In the current study, Lin et al. (2017) suggest that DENV-envelope protein domain III (DENV-EIII) is sufficient to suppress differentiation of megakaryocytes to thrombocytes and that replication within haematopoietic precursors is not required.Citation12 The investigators hypothesized that engagement of DENV-EIII with the cell surface would be sufficient to perturb cell signaling and the differentiation of the thrombocyte progenitors.Citation12 Previous research has shown that DENV antigens are present on the surface of thrombocytes and that virions can enter into these cells through engagement with DC-SIGN.Citation4,9 To test their hypothesis, the investigators confirmed that DENV-EIII could bind to megakaryocytes, and then administered DENV-EIII to a mouse model and progenitor cells from both murine bone marrow and human cord blood. Treatment with DENV-EIII reduced megakaryocyte numbers in each of these model systems.Citation12 In order to understand how DENV-EIII suppressed megakaryopoiesis, megakaryocytic differentiation was performed using human cord blood-derived CD34+ cells. Cells treated with DENV-EIII had altered autophagy profiles and increased markers associated with apoptosis.Citation12 Previous studies have demonstrated that altered autophagy profiles can lead to cell death of megakaryocytes.Citation13 These data suggest that DENV-EIII alone can modulate autophagy and induce apoptosis in progenitor and mature megakaryocytes.

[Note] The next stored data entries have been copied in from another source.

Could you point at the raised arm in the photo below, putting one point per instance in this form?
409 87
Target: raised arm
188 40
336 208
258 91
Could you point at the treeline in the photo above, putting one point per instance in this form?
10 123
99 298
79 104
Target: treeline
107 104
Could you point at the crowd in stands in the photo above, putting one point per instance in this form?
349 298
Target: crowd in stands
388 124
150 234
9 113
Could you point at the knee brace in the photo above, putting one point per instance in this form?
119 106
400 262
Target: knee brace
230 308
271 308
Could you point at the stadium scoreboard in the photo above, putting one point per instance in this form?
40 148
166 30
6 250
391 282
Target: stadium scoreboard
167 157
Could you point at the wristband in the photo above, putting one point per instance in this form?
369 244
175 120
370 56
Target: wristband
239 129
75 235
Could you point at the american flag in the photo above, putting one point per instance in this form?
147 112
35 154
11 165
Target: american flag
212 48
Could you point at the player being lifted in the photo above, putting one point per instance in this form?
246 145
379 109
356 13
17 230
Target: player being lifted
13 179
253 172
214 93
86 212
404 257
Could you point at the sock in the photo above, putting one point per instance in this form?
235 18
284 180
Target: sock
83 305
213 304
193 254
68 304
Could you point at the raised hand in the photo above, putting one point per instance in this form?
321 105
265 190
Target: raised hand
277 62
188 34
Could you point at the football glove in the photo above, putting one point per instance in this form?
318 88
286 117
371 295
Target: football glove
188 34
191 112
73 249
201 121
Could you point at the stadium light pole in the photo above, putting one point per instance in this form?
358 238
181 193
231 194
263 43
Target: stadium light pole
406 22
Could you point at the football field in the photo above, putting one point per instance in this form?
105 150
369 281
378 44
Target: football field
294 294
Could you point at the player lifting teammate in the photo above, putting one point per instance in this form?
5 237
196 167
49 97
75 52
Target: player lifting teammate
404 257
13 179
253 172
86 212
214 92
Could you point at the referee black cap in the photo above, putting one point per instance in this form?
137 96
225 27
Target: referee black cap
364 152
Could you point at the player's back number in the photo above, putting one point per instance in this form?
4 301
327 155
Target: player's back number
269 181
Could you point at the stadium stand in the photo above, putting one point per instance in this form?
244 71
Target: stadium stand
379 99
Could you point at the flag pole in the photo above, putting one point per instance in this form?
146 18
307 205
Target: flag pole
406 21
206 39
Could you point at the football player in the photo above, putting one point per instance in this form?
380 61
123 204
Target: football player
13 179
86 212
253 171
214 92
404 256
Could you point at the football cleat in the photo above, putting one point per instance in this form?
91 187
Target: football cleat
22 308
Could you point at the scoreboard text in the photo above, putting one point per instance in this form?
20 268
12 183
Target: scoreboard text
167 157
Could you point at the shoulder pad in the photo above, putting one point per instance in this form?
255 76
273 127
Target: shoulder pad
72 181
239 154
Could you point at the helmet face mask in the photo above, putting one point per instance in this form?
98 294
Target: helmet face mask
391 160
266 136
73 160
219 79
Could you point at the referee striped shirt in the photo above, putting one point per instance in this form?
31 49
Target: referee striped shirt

This manuscript reveals additional mechanistic detail about the pathogenesis of severe dengue and identifies a new therapeutic target to limit thrombocytopenia and the development of shock. Specifically, these data suggest that DENV-EIII is a virulence factor that contributes to pathogenesis, and that inhibiting its interaction with megakaryocytes through antibody-mediated engagement would limit the severity of disease. Current dengue vaccine candidates already include envelope protein and antibodies are typically raised against specific epitopes in DENV-EIII. Future research will be important to determine if antibodies that target DENV-EIII can prevent thrombocytopenia and vascular leak in an in vivo model.

Disclosure of potential conflicts of interest

No potential conflicts of interest were disclosed.